The Oaks, as one my playing partners refers to it as, was designed by P.B. Dye and much like his namesake course on the other side of the river, there is an awful lot of danger throughout the entire layout. The front nine starts out with a manageable first hole, which should leave you with a wedge in your hand on your approach, but the challenges pile up quick over the next three holes. The second is dogleg that will take the driver out of your hand for most folks, the third is a reachable par 5 that will tempt you to do go for it but having your ball swallowed up the woods on either side of the thin fairway is an often more likely end result. The fourth hole is really the class of the layout, as it should be since it’s the only hole that truly brings the lake into play. The gradually downhill sloping par 4, will leave you with a tricky decision as to what iron to hit on your approach as the green will be well below your feet and Lake Manassas surronds it on three sides. What’s even more distracting is the fact the view from this fairway is as nice as you’ll see on any hole in the DC area. The next four holes are fairly straight forward and lower scores are doable, especially with a reachable par 4 at number seven.
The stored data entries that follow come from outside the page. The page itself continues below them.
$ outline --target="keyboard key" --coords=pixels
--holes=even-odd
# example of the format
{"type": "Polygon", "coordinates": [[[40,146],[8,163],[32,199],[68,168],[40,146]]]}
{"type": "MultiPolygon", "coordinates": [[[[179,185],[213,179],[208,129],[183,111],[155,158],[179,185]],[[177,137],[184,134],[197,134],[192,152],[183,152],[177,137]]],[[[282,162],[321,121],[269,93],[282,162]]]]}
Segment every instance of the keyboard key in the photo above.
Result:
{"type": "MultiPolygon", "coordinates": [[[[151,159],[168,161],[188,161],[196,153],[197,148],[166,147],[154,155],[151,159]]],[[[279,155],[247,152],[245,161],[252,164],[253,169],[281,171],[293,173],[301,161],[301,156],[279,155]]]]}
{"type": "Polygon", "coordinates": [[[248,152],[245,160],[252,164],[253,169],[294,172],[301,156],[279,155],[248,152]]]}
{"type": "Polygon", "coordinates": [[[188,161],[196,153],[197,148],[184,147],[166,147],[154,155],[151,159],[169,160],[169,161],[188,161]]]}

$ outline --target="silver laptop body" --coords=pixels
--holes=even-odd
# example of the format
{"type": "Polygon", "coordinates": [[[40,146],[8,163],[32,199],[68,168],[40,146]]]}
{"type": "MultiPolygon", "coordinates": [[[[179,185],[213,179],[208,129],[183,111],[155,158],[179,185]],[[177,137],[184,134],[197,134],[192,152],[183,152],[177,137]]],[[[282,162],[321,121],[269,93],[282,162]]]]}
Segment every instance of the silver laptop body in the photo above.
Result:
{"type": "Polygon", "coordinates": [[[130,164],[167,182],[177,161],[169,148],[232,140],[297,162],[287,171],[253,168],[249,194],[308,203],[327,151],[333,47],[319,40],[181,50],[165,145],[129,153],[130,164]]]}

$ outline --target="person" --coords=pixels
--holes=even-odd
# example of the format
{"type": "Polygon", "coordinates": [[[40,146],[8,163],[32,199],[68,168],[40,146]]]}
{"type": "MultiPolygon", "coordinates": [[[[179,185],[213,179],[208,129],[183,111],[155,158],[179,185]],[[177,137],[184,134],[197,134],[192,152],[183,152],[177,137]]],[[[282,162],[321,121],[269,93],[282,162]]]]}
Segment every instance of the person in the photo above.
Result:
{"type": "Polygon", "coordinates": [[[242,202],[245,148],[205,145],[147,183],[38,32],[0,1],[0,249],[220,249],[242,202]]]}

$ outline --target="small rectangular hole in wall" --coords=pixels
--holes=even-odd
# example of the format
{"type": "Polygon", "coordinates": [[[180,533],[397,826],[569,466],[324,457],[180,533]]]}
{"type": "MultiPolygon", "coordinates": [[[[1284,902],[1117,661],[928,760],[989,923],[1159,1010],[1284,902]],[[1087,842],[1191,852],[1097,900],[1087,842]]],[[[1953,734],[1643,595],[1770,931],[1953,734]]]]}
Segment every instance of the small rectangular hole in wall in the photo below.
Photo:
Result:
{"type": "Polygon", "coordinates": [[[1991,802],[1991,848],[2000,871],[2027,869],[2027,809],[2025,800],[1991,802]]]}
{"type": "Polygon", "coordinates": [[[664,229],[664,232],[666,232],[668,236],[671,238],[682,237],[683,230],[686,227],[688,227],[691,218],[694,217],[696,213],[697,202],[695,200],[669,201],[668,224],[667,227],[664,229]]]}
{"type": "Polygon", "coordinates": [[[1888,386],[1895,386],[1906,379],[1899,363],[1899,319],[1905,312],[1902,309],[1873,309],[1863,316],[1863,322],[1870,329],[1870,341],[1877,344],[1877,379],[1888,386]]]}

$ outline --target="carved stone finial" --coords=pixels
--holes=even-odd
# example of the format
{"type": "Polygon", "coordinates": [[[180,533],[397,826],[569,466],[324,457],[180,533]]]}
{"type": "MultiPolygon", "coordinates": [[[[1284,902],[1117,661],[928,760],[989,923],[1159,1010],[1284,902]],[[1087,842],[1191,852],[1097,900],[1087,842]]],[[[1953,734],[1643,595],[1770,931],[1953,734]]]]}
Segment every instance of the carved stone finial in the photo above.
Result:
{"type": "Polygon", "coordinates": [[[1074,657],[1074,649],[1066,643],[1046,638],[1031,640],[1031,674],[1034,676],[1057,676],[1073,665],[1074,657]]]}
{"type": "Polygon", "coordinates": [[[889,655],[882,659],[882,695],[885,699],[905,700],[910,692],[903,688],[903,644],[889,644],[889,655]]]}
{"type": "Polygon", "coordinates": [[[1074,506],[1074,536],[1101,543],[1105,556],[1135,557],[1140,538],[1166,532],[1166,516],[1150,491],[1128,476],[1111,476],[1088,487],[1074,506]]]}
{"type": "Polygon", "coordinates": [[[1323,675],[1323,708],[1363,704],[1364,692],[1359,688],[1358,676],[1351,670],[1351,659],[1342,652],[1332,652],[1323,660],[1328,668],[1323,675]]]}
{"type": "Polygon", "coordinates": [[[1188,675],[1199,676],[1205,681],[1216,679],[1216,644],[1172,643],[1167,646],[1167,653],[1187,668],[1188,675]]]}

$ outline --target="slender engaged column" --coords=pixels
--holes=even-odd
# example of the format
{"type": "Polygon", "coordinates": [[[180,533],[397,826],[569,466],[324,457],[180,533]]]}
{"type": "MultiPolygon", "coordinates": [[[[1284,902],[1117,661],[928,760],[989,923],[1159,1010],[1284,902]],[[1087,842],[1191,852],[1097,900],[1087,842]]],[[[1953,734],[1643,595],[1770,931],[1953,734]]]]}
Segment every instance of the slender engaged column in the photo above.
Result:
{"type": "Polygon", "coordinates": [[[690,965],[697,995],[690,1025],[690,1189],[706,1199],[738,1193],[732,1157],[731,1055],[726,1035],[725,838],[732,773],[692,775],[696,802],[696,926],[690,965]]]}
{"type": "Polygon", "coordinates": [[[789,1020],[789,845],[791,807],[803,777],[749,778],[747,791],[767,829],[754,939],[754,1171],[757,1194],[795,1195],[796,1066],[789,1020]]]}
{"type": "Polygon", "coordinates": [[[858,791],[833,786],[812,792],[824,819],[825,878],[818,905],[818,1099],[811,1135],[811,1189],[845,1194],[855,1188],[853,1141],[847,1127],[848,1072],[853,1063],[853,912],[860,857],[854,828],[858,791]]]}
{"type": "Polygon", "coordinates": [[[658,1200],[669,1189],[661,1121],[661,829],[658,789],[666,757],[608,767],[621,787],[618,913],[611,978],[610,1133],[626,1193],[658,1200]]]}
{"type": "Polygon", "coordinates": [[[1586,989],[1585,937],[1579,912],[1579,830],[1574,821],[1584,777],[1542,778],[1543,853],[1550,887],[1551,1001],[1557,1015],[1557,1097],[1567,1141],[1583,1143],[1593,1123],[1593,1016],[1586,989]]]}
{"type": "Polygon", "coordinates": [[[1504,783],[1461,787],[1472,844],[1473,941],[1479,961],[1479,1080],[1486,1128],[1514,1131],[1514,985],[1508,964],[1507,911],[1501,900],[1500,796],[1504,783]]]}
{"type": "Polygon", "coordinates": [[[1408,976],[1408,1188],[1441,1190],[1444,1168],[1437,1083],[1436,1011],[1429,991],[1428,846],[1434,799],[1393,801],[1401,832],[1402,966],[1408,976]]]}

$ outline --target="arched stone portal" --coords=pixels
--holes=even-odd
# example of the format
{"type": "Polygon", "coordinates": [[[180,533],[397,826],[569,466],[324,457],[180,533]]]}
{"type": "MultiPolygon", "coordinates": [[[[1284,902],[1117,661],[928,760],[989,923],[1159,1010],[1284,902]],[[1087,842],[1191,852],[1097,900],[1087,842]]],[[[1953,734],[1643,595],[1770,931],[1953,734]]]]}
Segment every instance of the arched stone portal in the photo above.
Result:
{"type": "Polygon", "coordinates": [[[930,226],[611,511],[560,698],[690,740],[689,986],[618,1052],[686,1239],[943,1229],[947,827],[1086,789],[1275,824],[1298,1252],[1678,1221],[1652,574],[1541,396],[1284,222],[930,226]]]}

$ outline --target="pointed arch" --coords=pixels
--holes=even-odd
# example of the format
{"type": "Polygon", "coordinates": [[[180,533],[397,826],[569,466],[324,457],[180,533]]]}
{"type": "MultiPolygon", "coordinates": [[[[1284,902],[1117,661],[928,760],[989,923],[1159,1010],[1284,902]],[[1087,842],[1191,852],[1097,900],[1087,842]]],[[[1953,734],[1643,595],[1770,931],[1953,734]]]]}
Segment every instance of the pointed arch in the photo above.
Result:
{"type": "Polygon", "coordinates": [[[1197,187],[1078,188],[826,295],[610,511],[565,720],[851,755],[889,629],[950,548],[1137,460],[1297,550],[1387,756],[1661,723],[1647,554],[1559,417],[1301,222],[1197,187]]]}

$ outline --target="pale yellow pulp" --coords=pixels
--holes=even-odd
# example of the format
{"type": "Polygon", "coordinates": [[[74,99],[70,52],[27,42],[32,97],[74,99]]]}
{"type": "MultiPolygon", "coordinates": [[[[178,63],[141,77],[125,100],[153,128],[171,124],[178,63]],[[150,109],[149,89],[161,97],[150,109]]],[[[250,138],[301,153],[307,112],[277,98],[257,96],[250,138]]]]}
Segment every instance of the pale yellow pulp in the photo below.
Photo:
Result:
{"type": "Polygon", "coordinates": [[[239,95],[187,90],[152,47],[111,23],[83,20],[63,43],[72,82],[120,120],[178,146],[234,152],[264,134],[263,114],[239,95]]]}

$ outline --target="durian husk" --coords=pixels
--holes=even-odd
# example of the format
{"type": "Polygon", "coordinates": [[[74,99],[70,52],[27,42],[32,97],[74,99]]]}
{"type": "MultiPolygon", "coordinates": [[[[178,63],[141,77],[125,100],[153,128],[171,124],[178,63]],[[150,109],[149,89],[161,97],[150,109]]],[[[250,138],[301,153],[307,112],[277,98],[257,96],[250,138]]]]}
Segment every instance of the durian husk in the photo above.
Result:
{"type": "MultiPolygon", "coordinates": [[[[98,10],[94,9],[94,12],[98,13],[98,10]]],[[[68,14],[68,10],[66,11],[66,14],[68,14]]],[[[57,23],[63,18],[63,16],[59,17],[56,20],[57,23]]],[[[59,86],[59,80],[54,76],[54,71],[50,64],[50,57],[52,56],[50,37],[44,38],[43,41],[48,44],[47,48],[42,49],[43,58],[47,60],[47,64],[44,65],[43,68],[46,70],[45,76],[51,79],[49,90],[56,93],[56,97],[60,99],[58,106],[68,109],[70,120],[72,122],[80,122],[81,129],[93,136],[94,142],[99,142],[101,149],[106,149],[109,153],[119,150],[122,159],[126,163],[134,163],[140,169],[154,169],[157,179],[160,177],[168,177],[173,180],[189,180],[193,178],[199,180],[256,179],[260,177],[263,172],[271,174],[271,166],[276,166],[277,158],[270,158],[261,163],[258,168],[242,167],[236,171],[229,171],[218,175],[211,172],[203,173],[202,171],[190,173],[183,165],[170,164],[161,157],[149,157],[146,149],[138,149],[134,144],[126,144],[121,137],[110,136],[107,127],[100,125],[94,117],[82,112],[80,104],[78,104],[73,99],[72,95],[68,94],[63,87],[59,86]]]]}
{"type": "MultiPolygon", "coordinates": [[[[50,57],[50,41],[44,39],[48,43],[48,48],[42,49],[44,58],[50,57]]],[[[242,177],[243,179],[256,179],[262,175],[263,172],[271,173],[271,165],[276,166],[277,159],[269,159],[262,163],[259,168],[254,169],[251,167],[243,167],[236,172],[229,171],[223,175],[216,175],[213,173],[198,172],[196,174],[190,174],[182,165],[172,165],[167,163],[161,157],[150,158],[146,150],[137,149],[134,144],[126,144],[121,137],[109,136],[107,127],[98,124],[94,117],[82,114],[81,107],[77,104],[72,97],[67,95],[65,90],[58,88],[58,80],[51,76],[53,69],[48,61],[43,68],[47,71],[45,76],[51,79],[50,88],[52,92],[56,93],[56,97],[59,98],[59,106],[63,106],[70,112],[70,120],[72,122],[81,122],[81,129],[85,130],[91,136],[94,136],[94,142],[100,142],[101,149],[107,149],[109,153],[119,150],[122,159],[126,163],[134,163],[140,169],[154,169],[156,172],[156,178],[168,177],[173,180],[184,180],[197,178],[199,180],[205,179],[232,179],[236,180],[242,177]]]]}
Take your time at the clubhouse on the turn at Virginia Oaks, because the back nine is going to test your patience right off the bat. The par 5 tenth is a monster of a hole, measuring 621 yards from the championship tees and it always seems to play long. The par 3 eleventh is another patience tester with the hole lying above the tee box and the size of the green always being extremely deceptive. The nest three holes are all par 4’s that all packed in somewhat tight in what appears to a course designer running short on real estate, but nonetheless they require precise shots off the tee as well as on your approach. There are hazards very much in play on several of the holes coming down the stretch, and leaving your driver in the bag on a few of them is recommended. Save your energy for the finishing hole, a reachable par 5 that can produce both a low score or a costly one if you end up long or left in the lake guarding the green. On weekends, the track can slow down a bit but if you bring your patience, with a side of conservative club selection, you’ll most likely have a great day of golf.